Es fehlt vor allem an Pflegeplätzen

Die Arbeit und die Ziele der Katzenhilfe unterscheiden sich heute wenig zu denen von 1979. Die Mitglieder setzen sich für die Tiere ein, für die es sonst keiner tut. Viele der eingefangenen Katzen sind vermittelbar. Andere werden nie zutraulich. Sie werden kastriert und an den Futterplätzen wieder freigelassen. Woran es fehle, sei vor allem an aktiven Mitgliedern, die sich unter anderem bei den Einfangaktionen beteiligen. „Und an Pflegeplätzen, an denen die Katzen unterkommen, bis sie ein Zuhause gefunden haben“, sagt Wolf. Wie viele Katzen sie selbst mit den Jahren aufgenommen hat, kann sie nicht zählen. „Es müssen Tausende gewesen sein.“ Immer mal wieder haben die Pfleger Katzen behalten. Oft seien es die besonders scheuen gewesen. „Viele Menschen wollen keine Katze, die sich nicht streicheln lässt. Dabei ist es ein unglaubliches Gefühl, wenn so eine Katze nach Monaten das erste Mal eine Berührung zulässt“, sagt Wolf.

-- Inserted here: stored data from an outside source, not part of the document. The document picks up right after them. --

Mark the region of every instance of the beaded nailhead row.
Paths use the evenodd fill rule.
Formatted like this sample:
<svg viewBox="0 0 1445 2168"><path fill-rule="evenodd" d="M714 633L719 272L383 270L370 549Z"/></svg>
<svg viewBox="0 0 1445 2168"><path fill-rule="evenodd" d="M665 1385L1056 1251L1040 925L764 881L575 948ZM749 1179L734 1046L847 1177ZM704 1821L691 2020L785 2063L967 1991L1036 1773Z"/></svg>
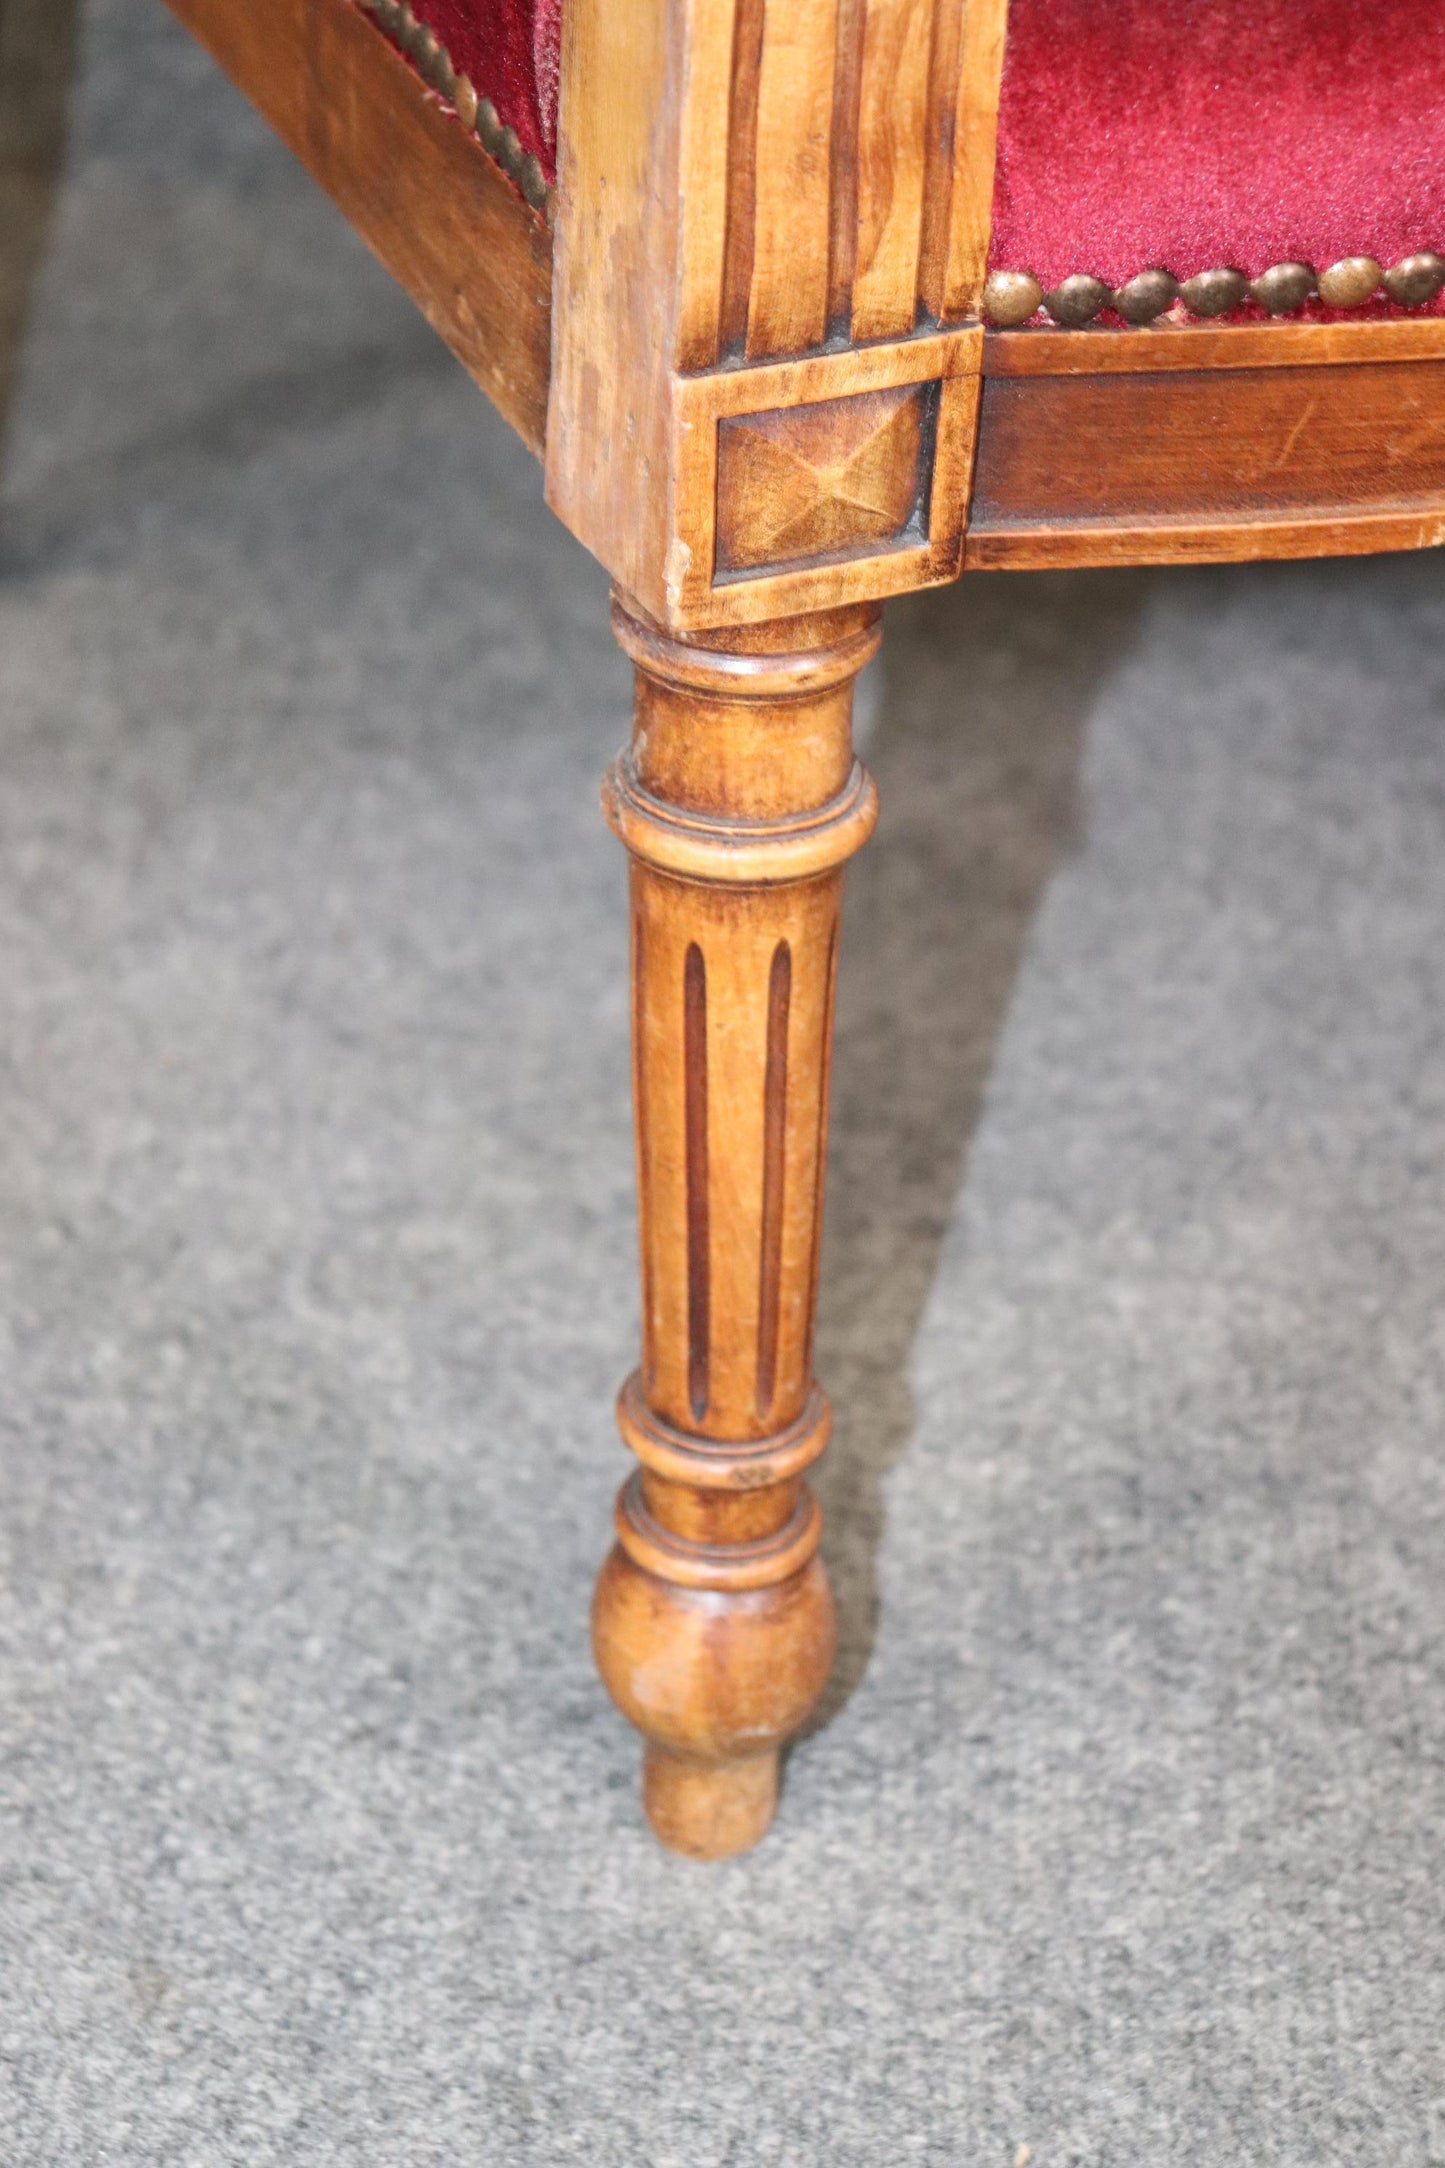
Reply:
<svg viewBox="0 0 1445 2168"><path fill-rule="evenodd" d="M1197 271L1177 279L1172 271L1140 271L1123 286L1109 286L1085 271L1061 279L1045 293L1031 271L994 271L983 290L983 313L991 324L1026 324L1044 309L1068 331L1082 330L1104 309L1127 324L1152 324L1182 304L1191 316L1224 316L1249 300L1271 316L1288 316L1319 299L1331 309L1359 309L1381 292L1402 308L1423 308L1445 288L1445 258L1433 249L1405 256L1388 271L1373 256L1346 256L1327 271L1313 264L1277 263L1257 279L1243 271Z"/></svg>
<svg viewBox="0 0 1445 2168"><path fill-rule="evenodd" d="M515 128L504 127L490 98L477 95L469 76L452 57L429 23L418 22L408 0L361 0L404 53L416 62L422 80L455 108L466 129L475 130L482 149L496 159L507 179L519 188L534 211L552 217L552 190L534 151L524 151Z"/></svg>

Auch Brigitte Petzel ist schon auf Pflegekatzen „sitzengeblieben“. „Das war ein richtiges Durcheinander, teilweise mit 15 Katzen“, sagt sie. So hat die Tierschützerin neben den vielen misshandelten Katzen schon querschnittsgelähmte Vierbeiner aufgenommen, ebenso Epileptiker. Ohne die Unterstützung ihrer Familien sei das nicht möglich gewesen, sagen Petzel und Wolf. „Wir sind froh, dass unsere Männer das alles mitgemacht haben“, sagt Petzel.